Curiosidades. Por qué algunas personas sienten más hambre cuando hace frío
Con la llegada de las bajas temperaturas, muchas personas notan un aumento en el apetito y una mayor inclinación por comidas calientes y abundantes.
Cuando el frío se instala, no solo cambian los hábitos de vestimenta o las actividades al aire libre.
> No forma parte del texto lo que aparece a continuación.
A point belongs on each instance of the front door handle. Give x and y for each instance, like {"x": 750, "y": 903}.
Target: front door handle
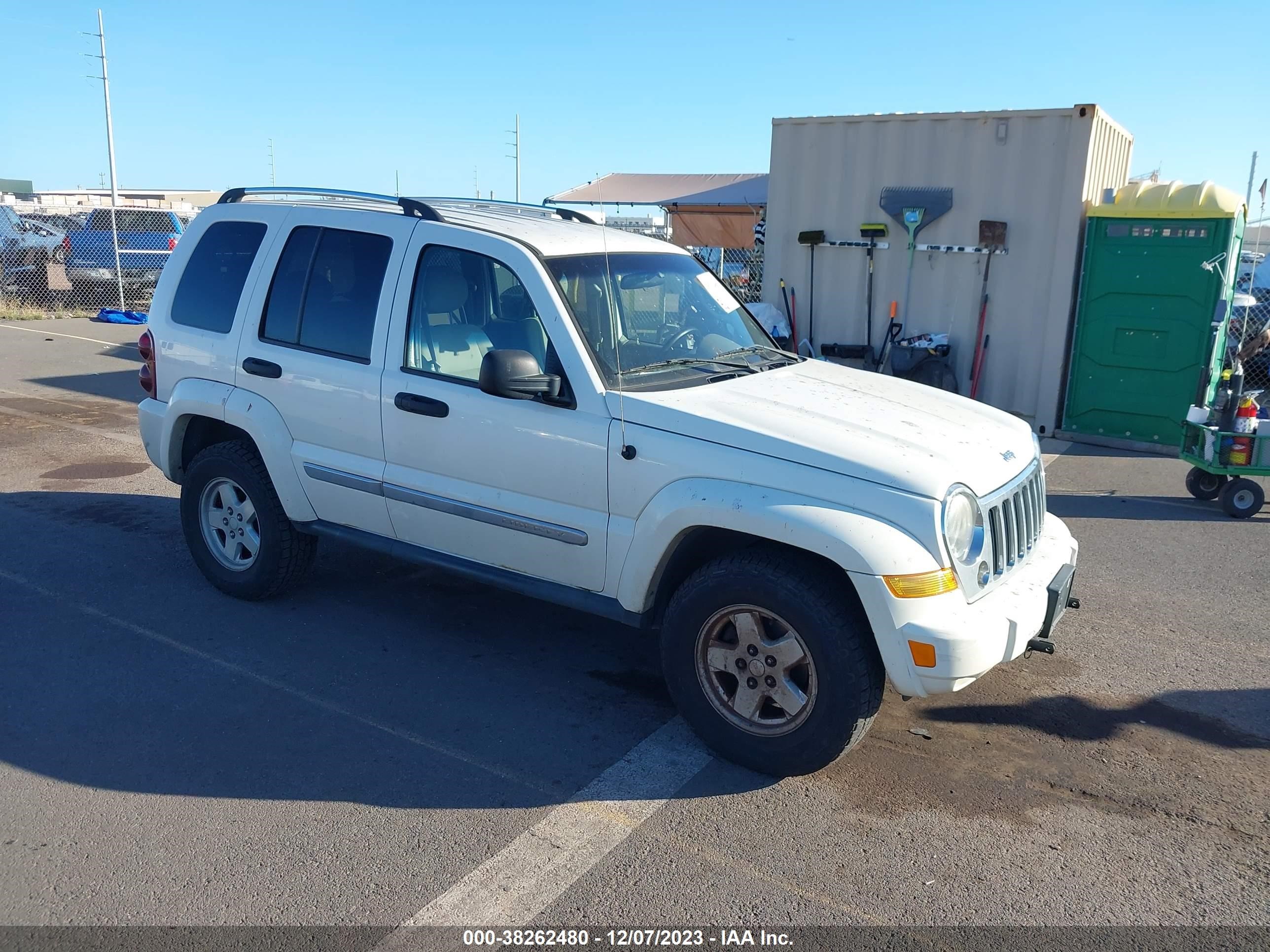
{"x": 416, "y": 404}
{"x": 262, "y": 369}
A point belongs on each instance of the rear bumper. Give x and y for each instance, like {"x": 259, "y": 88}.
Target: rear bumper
{"x": 968, "y": 639}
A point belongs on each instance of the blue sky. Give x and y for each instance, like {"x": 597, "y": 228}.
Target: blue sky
{"x": 352, "y": 93}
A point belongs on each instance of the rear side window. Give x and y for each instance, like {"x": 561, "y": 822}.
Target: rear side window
{"x": 327, "y": 290}
{"x": 133, "y": 220}
{"x": 212, "y": 282}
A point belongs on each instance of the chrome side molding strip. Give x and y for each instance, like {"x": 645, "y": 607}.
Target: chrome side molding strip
{"x": 451, "y": 507}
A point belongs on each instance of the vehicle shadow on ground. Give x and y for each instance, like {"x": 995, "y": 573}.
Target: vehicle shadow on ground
{"x": 115, "y": 385}
{"x": 1075, "y": 719}
{"x": 375, "y": 682}
{"x": 1072, "y": 506}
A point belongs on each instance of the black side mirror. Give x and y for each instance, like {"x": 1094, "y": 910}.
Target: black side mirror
{"x": 516, "y": 375}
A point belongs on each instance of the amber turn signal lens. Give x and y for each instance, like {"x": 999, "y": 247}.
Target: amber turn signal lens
{"x": 924, "y": 654}
{"x": 922, "y": 584}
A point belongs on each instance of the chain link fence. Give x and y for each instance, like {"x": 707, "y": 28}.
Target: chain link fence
{"x": 71, "y": 261}
{"x": 740, "y": 268}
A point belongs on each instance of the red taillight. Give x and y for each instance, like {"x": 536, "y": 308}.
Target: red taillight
{"x": 146, "y": 376}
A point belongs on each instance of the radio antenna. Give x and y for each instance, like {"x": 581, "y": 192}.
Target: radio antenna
{"x": 614, "y": 324}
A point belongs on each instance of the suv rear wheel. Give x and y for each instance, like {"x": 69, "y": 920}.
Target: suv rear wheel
{"x": 235, "y": 527}
{"x": 771, "y": 663}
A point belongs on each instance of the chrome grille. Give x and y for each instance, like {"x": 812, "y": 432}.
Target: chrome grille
{"x": 1015, "y": 521}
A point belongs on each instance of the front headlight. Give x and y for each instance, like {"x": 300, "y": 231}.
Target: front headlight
{"x": 963, "y": 526}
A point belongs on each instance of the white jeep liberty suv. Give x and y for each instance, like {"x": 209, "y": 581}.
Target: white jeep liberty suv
{"x": 591, "y": 418}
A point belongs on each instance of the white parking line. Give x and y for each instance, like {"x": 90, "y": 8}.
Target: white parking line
{"x": 74, "y": 337}
{"x": 516, "y": 885}
{"x": 515, "y": 777}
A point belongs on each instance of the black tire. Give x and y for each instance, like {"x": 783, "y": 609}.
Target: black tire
{"x": 1203, "y": 484}
{"x": 811, "y": 598}
{"x": 1242, "y": 498}
{"x": 285, "y": 554}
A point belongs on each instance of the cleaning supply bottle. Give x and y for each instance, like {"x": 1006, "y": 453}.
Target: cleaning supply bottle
{"x": 1234, "y": 382}
{"x": 1221, "y": 399}
{"x": 1246, "y": 417}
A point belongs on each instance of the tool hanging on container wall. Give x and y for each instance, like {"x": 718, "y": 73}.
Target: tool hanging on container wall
{"x": 893, "y": 332}
{"x": 811, "y": 239}
{"x": 789, "y": 314}
{"x": 992, "y": 235}
{"x": 914, "y": 207}
{"x": 966, "y": 249}
{"x": 860, "y": 352}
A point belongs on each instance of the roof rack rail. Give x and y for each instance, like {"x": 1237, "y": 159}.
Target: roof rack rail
{"x": 497, "y": 205}
{"x": 408, "y": 206}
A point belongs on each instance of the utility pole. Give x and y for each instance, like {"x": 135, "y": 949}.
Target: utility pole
{"x": 516, "y": 145}
{"x": 109, "y": 146}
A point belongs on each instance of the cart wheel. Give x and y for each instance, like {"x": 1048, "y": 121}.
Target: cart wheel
{"x": 1242, "y": 498}
{"x": 1203, "y": 484}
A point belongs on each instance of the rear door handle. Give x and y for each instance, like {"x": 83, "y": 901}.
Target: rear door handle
{"x": 262, "y": 369}
{"x": 416, "y": 404}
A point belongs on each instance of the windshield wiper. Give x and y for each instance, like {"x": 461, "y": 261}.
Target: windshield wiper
{"x": 755, "y": 348}
{"x": 689, "y": 361}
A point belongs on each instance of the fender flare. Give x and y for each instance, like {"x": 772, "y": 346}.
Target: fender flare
{"x": 855, "y": 541}
{"x": 252, "y": 414}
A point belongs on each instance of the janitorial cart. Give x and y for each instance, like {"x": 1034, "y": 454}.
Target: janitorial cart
{"x": 1227, "y": 439}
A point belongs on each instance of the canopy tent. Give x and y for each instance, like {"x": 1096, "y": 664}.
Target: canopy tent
{"x": 719, "y": 217}
{"x": 705, "y": 211}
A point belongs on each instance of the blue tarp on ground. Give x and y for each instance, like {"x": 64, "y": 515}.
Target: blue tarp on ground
{"x": 113, "y": 315}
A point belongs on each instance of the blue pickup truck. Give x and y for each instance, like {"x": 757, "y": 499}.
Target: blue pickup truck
{"x": 146, "y": 240}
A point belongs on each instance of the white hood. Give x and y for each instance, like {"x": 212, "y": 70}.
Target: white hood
{"x": 863, "y": 424}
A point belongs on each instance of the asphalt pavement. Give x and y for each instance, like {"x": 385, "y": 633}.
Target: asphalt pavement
{"x": 390, "y": 746}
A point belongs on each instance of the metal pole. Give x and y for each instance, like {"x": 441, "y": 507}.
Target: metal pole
{"x": 109, "y": 145}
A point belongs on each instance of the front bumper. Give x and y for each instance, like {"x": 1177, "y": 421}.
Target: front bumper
{"x": 968, "y": 639}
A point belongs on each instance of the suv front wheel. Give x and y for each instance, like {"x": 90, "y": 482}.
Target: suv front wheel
{"x": 235, "y": 527}
{"x": 771, "y": 663}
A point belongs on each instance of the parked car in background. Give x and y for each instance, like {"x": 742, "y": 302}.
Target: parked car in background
{"x": 27, "y": 247}
{"x": 146, "y": 239}
{"x": 63, "y": 223}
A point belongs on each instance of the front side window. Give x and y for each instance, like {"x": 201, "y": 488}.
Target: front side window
{"x": 325, "y": 291}
{"x": 464, "y": 305}
{"x": 658, "y": 319}
{"x": 212, "y": 282}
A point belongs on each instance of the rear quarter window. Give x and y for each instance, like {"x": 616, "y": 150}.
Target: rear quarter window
{"x": 210, "y": 287}
{"x": 325, "y": 291}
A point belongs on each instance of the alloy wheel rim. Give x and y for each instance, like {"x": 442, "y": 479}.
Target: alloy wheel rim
{"x": 232, "y": 528}
{"x": 756, "y": 671}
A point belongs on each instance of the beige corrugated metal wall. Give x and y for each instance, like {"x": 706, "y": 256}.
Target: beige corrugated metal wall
{"x": 1032, "y": 169}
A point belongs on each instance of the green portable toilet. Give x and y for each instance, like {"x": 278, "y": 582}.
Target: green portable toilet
{"x": 1145, "y": 312}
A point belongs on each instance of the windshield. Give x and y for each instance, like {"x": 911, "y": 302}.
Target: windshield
{"x": 661, "y": 318}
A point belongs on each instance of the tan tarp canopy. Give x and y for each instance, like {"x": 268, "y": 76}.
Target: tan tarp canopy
{"x": 705, "y": 211}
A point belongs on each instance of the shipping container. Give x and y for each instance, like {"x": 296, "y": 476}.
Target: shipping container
{"x": 1037, "y": 170}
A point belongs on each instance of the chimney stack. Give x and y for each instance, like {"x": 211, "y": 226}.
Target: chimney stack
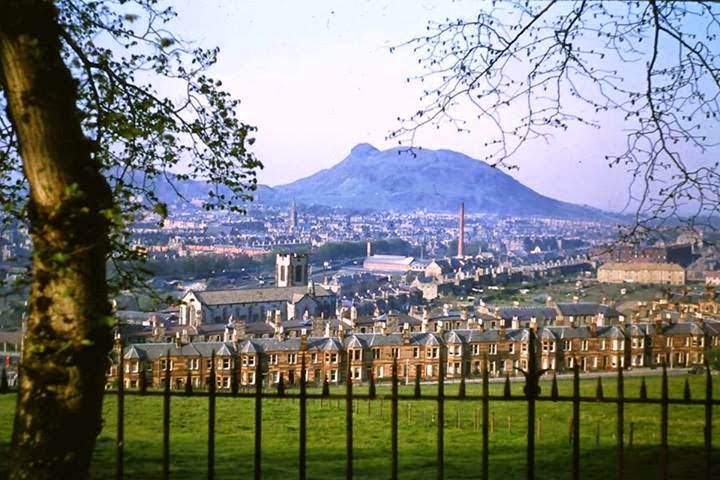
{"x": 461, "y": 237}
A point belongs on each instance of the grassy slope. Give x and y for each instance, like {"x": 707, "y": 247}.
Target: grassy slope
{"x": 326, "y": 448}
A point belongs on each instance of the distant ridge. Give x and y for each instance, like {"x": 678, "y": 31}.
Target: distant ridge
{"x": 400, "y": 179}
{"x": 403, "y": 180}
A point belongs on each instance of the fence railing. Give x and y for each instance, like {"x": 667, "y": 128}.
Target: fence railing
{"x": 531, "y": 395}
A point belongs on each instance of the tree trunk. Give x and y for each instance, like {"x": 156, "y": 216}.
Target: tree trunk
{"x": 68, "y": 334}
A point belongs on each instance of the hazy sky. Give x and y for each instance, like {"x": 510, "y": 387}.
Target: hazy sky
{"x": 316, "y": 78}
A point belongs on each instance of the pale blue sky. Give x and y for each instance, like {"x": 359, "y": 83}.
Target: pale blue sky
{"x": 316, "y": 78}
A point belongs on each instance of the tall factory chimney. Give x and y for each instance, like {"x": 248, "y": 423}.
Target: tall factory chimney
{"x": 461, "y": 237}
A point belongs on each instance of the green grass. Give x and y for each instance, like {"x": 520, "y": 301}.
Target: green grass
{"x": 417, "y": 436}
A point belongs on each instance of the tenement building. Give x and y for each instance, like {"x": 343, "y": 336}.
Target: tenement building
{"x": 294, "y": 297}
{"x": 650, "y": 273}
{"x": 329, "y": 357}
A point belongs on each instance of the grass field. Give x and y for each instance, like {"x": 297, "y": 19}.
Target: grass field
{"x": 417, "y": 436}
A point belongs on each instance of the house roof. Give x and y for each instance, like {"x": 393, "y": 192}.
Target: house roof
{"x": 642, "y": 266}
{"x": 527, "y": 313}
{"x": 586, "y": 309}
{"x": 256, "y": 295}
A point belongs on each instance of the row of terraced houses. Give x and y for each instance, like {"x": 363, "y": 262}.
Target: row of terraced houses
{"x": 331, "y": 357}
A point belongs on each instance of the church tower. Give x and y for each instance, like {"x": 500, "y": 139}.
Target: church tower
{"x": 293, "y": 216}
{"x": 291, "y": 269}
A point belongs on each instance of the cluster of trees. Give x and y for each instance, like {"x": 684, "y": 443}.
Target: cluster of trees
{"x": 83, "y": 133}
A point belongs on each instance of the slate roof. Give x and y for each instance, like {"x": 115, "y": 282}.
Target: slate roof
{"x": 256, "y": 295}
{"x": 586, "y": 309}
{"x": 527, "y": 313}
{"x": 152, "y": 351}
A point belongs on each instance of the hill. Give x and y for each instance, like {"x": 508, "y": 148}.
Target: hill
{"x": 436, "y": 180}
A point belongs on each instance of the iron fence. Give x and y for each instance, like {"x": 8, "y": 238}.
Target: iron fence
{"x": 531, "y": 395}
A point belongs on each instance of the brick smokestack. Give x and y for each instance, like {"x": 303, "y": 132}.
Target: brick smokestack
{"x": 461, "y": 237}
También suele modificarse la relación con la comida. Sopas, guisos, pastas, chocolates calientes y otros platos reconfortantes comienzan a ganar protagonismo en la mesa, mientras muchas personas aseguran sentir más hambre que durante los meses cálidos.
Los especialistas señalan que una de las principales explicaciones está relacionada con la forma en que el cuerpo regula su temperatura. Cuando el ambiente es frío, el organismo necesita generar más calor para mantener estables sus funciones vitales. Este proceso demanda energía, lo que puede traducirse en un aumento del apetito.
La explicación de por qué podés sentir más hambre en invierno
Aunque en la actualidad muchas personas pasan gran parte del tiempo en espacios calefaccionados, el cuerpo continúa respondiendo a los cambios estacionales y a las bajas temperaturas. Por ese motivo, algunas personas experimentan una mayor necesidad de consumir alimentos que aporten energía.

Además, el invierno suele estar asociado a modificaciones en las rutinas diarias. Los días son más cortos, las actividades al aire libre disminuyen y muchas personas pasan más tiempo dentro de sus hogares. En ese contexto, la comida puede convertirse en una fuente de placer, confort y bienestar emocional.
Otro factor importante es la preferencia por determinados tipos de alimentos. Durante los meses fríos suele aumentar el deseo de consumir comidas calientes, carbohidratos y preparaciones más contundentes. Esto ocurre porque este tipo de platos generan una sensación de saciedad y confort que muchas personas asocian con el invierno.
También existe una explicación vinculada al estado de ánimo. La menor exposición a la luz solar puede influir en algunos neurotransmisores relacionados con el bienestar, lo que lleva a buscar alimentos que generen satisfacción inmediata. Por eso, en invierno no solo aumenta el interés por las comidas abundantes, sino también por los dulces y productos ricos en azúcar.
Sin embargo, los especialistas recuerdan que sentir más hambre durante el frío no significa necesariamente que se necesiten grandes cantidades de comida. Mantener una alimentación equilibrada, incorporar frutas y verduras de estación y priorizar preparaciones nutritivas sigue siendo fundamental para cuidar la salud.